Standard detectors aren't (currently) fooled by physical adversarial stop signs

TL;DR

Physical adversarial stop signs currently do not fool standard detectors like YOLO and Faster RCNN in typical conditions, highlighting the difficulty of creating robust physical adversarial examples for object detectors.

Contribution

The paper demonstrates that existing physical adversarial stop signs fail to deceive standard object detectors, emphasizing the challenges in developing effective physical adversarial attacks.

Findings

Physical adversarial stop signs do not fool YOLO and Faster RCNN detectors.

Cropping and resizing procedures reduce the effectiveness of adversarial patterns.

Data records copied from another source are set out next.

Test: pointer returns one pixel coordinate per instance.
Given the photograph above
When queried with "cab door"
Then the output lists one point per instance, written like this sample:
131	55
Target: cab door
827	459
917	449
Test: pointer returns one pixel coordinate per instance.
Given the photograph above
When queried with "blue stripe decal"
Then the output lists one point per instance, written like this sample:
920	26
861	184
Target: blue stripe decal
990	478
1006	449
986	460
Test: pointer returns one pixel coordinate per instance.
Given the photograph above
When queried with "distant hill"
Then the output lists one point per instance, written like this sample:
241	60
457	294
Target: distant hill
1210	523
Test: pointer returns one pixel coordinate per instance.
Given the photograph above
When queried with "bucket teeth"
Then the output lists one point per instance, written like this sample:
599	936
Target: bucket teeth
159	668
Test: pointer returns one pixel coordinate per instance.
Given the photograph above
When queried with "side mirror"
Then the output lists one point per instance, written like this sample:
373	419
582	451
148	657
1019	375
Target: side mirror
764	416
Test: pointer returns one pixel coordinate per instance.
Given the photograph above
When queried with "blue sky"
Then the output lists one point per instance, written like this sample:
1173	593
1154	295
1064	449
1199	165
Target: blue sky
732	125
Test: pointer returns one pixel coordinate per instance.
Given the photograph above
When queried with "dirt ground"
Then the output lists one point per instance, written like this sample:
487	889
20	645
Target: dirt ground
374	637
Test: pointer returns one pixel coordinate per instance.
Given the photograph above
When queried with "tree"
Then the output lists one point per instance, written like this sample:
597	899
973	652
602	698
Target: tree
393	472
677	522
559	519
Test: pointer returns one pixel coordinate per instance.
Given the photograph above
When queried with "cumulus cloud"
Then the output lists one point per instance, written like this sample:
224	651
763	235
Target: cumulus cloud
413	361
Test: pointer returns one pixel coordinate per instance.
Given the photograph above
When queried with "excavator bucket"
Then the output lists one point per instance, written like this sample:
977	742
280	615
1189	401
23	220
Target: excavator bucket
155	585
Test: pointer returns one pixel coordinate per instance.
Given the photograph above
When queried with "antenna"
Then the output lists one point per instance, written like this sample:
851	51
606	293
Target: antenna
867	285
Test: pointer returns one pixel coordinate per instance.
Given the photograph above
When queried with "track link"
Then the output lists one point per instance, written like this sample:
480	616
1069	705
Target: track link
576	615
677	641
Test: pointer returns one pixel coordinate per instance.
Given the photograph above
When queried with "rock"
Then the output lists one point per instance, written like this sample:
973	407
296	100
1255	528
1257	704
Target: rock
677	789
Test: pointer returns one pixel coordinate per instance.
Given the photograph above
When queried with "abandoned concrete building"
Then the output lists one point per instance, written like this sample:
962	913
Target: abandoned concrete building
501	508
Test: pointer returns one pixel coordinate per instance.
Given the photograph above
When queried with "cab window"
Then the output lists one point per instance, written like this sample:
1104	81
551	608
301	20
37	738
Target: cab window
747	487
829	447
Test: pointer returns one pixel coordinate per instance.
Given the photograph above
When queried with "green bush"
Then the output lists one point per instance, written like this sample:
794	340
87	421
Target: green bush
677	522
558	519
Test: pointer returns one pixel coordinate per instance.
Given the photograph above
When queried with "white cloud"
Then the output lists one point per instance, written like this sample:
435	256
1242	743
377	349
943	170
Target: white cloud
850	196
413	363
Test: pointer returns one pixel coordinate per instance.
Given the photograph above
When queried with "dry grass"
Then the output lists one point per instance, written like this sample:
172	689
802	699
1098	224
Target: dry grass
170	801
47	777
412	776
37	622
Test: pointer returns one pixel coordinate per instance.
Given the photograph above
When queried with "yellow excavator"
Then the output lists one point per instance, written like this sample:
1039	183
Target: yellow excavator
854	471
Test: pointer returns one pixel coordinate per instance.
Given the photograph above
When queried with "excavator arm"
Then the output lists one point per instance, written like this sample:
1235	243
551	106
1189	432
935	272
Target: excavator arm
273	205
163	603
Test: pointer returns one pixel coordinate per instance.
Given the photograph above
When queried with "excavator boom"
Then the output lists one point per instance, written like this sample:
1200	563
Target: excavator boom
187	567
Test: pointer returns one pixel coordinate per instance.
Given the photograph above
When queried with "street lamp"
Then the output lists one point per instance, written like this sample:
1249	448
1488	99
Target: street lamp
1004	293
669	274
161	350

Attacking detectors is more complex than attacking classifiers due to their structure.

Abstract

An adversarial example is an example that has been adjusted to produce the wrong label when presented to a system at test time. If adversarial examples existed that could fool a detector, they could be used to (for example) wreak havoc on roads populated with smart vehicles. Recently, we described our difficulties creating physical adversarial stop signs that fool a detector. More recently, Evtimov et al. produced a physical adversarial stop sign that fools a proxy model of a detector. In this paper, we show that these physical adversarial stop signs do not fool two standard detectors (YOLO and Faster RCNN) in standard configuration. Evtimov et al.'s construction relies on a crop of the image to the stop sign; this crop is then resized and presented to a classifier. We argue that the cropping and resizing procedure largely eliminates the effects of rescaling and of view angle. Whether an adversarial attack is robust under rescaling and change of view direction remains moot. We argue that attacking a classifier is very different from attacking a detector, and that the structure of detectors - which must search for their own bounding box, and which cannot estimate that box very accurately - likely makes it difficult to make adversarial patterns. Finally, an adversarial pattern on a physical object that could fool a detector would have to be adversarial in the face of a wide family of parametric distortions (scale; view angle; box shift inside the detector; illumination; and so on). Such a pattern would be of great theoretical and practical interest. There is currently no evidence that such patterns exist.